I also voiced my concerns several times, likely to the point of annoyance, to my editor and executive editor throughout 2019. Jade was finally trained for midday shifts only after many staff members complained about the obvious inequities. And it took staff members speaking up again in a meeting with Tim Eby in June 2020 for Jade to be trained for the All Things Considered shift. This was more than a year and a half after Jade was hired. She still hasn’t been trained for Morning Edition.

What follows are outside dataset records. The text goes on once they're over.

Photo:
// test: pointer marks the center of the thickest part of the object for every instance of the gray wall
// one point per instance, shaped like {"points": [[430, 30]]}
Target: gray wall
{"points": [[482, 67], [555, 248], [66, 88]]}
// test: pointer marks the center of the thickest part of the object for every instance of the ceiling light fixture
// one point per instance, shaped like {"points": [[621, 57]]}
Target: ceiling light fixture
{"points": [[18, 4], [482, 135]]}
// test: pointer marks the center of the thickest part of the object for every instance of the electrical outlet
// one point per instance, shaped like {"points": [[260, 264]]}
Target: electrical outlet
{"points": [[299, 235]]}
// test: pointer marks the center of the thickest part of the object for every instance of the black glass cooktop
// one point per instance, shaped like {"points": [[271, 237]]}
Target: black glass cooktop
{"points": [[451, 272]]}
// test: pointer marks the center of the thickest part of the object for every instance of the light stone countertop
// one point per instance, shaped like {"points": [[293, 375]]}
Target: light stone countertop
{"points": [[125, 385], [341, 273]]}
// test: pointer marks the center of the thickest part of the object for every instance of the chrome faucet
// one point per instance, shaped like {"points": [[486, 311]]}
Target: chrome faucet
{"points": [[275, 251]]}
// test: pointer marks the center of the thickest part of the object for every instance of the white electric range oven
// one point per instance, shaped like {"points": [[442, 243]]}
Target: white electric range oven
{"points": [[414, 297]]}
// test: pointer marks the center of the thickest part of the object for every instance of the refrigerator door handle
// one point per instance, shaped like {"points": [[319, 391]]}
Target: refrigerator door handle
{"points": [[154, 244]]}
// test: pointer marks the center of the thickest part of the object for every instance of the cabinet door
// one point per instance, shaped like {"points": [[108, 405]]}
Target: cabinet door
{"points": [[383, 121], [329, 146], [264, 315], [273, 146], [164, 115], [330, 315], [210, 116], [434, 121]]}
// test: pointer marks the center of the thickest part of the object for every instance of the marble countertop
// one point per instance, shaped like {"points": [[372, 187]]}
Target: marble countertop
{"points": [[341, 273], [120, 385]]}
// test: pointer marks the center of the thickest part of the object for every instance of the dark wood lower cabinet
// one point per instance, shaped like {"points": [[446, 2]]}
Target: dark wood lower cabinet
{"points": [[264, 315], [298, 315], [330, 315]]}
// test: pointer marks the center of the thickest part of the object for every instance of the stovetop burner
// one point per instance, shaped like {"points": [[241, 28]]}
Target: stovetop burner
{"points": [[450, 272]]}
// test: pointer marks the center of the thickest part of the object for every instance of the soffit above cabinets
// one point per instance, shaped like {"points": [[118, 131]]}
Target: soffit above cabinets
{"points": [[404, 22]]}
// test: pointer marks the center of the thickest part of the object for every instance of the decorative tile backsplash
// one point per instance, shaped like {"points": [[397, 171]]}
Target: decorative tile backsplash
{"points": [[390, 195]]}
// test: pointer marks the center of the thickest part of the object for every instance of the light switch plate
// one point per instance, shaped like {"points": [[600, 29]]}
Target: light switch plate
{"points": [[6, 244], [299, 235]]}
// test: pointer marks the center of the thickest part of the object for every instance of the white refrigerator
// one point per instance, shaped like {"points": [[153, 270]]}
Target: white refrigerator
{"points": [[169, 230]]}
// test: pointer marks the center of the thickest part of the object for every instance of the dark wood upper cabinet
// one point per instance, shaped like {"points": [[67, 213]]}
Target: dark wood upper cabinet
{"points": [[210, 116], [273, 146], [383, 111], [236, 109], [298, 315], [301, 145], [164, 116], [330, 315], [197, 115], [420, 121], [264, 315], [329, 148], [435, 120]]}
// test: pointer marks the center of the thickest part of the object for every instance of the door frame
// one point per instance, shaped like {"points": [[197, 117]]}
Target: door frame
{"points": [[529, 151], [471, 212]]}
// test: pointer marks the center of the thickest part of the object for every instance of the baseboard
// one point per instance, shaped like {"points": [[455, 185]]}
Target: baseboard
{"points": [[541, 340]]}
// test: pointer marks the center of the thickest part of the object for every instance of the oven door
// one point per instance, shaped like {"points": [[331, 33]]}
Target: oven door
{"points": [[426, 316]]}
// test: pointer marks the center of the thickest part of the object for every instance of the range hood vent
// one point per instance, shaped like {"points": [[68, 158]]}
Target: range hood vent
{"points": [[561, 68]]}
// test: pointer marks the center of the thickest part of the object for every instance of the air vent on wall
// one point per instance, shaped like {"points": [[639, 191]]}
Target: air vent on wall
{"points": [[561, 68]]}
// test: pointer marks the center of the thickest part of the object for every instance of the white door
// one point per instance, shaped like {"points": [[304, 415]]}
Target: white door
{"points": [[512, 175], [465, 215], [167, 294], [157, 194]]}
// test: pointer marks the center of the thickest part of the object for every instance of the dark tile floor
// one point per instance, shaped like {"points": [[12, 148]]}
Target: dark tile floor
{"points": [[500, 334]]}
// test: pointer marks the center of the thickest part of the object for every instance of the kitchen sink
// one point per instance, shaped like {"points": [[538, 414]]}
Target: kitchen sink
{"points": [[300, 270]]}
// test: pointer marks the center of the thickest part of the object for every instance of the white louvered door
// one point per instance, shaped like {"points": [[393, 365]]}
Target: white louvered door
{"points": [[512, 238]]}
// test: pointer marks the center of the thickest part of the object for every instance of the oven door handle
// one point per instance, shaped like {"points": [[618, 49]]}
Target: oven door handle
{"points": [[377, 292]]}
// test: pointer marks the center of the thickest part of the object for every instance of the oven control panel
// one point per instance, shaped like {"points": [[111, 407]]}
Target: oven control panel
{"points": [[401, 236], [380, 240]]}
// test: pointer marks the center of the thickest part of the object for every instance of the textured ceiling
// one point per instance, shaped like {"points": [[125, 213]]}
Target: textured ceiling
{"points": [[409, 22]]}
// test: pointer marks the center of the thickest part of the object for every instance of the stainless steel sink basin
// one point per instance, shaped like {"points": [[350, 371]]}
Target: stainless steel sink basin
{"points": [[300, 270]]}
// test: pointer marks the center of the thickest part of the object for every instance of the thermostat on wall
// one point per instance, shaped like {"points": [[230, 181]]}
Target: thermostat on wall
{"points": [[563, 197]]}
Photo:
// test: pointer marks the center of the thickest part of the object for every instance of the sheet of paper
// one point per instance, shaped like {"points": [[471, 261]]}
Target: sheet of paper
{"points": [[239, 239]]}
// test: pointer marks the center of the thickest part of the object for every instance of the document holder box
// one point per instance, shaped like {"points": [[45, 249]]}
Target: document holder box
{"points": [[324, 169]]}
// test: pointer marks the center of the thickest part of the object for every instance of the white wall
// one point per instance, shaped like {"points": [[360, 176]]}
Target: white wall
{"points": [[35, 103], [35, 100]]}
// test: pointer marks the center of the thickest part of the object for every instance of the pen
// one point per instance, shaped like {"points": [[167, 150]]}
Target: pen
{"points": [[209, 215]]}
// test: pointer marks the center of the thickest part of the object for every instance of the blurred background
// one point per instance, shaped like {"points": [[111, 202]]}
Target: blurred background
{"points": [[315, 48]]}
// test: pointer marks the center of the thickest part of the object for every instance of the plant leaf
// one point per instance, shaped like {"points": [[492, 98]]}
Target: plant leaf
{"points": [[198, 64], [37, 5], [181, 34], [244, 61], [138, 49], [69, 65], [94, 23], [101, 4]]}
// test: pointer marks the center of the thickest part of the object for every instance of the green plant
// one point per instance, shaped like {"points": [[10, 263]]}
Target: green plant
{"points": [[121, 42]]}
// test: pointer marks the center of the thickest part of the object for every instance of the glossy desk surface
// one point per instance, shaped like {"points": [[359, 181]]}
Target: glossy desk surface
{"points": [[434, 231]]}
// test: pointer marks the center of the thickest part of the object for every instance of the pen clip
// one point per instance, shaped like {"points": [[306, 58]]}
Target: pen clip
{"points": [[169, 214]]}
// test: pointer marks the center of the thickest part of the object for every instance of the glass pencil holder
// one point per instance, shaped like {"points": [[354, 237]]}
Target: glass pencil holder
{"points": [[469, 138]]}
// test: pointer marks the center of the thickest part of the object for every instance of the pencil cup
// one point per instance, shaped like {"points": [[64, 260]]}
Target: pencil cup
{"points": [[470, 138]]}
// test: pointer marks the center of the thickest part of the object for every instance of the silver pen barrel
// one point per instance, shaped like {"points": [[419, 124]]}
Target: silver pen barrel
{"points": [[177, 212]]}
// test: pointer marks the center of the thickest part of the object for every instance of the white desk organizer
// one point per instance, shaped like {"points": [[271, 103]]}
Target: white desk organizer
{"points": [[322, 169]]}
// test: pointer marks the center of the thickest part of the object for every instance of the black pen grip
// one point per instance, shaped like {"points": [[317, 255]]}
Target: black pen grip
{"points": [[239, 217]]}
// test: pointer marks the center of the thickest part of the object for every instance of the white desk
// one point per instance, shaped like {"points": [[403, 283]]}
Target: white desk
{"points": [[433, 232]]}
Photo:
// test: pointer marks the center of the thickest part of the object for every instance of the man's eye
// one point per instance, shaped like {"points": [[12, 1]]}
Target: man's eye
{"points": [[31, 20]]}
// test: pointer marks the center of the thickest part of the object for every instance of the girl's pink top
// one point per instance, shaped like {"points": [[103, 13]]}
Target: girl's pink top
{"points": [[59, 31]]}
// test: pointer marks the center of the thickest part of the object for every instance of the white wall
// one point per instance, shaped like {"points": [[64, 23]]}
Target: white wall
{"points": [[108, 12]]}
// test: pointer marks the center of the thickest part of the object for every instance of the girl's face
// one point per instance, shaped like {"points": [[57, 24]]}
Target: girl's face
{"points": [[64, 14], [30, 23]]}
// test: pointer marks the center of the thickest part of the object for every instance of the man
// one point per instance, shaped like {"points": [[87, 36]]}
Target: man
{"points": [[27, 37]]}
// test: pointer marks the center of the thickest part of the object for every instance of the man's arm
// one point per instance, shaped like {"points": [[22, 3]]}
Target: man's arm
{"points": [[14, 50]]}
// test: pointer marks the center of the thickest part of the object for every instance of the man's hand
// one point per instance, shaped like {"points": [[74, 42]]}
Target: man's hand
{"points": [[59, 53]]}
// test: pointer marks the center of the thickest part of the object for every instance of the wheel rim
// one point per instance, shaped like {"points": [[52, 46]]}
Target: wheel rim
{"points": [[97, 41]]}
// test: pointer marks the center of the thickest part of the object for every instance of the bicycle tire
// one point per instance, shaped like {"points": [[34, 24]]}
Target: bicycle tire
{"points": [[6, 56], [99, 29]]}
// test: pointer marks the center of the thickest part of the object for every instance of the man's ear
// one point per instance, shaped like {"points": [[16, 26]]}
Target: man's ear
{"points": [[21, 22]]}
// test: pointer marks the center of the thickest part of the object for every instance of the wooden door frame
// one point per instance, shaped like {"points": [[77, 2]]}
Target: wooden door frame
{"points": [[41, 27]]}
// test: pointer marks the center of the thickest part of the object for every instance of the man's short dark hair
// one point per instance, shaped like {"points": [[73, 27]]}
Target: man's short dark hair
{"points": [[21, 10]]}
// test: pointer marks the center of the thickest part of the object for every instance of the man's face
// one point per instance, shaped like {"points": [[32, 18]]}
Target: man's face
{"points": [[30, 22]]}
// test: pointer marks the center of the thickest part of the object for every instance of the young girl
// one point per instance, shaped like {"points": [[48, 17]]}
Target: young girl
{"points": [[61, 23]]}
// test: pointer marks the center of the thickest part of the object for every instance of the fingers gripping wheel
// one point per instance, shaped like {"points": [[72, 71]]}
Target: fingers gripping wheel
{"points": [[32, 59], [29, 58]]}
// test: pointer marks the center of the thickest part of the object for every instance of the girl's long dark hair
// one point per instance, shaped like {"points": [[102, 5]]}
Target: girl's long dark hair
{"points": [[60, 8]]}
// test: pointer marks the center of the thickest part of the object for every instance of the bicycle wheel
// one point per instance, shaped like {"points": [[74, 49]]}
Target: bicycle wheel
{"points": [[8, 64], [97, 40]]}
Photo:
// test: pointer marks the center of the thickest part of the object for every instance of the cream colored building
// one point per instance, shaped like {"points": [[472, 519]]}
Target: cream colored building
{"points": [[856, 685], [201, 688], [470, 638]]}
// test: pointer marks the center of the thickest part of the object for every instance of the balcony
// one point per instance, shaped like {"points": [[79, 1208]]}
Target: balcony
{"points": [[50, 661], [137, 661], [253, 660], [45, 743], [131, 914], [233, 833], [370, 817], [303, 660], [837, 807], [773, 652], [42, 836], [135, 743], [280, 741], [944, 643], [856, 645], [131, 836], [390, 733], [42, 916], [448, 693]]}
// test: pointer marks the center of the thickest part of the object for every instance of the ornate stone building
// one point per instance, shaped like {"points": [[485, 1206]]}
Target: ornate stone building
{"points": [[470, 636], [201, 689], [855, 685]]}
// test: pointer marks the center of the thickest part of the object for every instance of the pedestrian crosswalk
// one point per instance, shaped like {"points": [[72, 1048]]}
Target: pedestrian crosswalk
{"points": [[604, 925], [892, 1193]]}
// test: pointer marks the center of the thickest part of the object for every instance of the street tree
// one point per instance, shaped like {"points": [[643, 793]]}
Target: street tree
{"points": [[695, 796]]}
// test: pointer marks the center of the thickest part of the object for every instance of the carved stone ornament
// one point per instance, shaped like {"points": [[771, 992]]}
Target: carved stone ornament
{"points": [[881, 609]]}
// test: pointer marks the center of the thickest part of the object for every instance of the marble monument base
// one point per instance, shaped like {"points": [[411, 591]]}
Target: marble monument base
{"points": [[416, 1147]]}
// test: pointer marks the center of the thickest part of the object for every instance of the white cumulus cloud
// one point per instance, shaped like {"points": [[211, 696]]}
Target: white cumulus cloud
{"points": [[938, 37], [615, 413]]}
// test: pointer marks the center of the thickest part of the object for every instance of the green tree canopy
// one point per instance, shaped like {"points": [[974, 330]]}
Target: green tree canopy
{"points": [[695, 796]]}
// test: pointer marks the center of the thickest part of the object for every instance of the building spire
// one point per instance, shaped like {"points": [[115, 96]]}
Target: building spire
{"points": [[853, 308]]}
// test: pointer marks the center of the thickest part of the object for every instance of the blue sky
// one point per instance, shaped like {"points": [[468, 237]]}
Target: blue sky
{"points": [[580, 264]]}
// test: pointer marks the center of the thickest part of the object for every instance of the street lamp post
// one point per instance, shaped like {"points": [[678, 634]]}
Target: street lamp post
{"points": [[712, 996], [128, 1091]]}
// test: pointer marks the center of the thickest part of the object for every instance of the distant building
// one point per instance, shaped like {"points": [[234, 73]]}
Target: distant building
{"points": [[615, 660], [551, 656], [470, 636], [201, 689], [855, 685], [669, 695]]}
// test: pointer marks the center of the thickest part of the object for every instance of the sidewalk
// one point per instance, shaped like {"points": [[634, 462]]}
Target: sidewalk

On July 1, more than two dozen staff members signed a letter calling for the departure of Robert Peterson. We believed his behavior was unacceptable and we hoped that Tim Eby would hold him accountable.

That did not happen.

Instead, Tim announced Robert’s retirement on July 21. Instead of acknowledging the harm, Tim noted in an email “Robert’s unwavering enthusiasm for St. Louis Public Radio and the people in this organization. “ A retirement celebration for Robert was canceled only after repeated complaints from staff.

Jade’s experience with Robert was egregious, but not uncommon. Under Robert’s direct leadership, staff members of color were subjected to a “toxic” work environment. Instead of listening to their concerns, he ignored them.

Robert, you may never openly admit it, but you failed Jade too. You failed all of the people of color in your department.

The incidents and experiences I’ve described here are just a tiny fragment of St. Louis Public Radio’s culture of systemic racism. Tim struggles to acknowledge this. But until he and others can call the problem by its real name, journalists of color will continue to leave.

We deserve better than what you have given us.

Sharing my experience was not an easy decision. But let me be very clear: complicit, complacent, or racist adjacent — I’m not here for any of it.

If I am terminated or face retaliation for speaking out, please know that my integrity is intact. As a journalist, my job is to hold ALL in power accountable. Our general manager and senior leadership team are not exempt from that.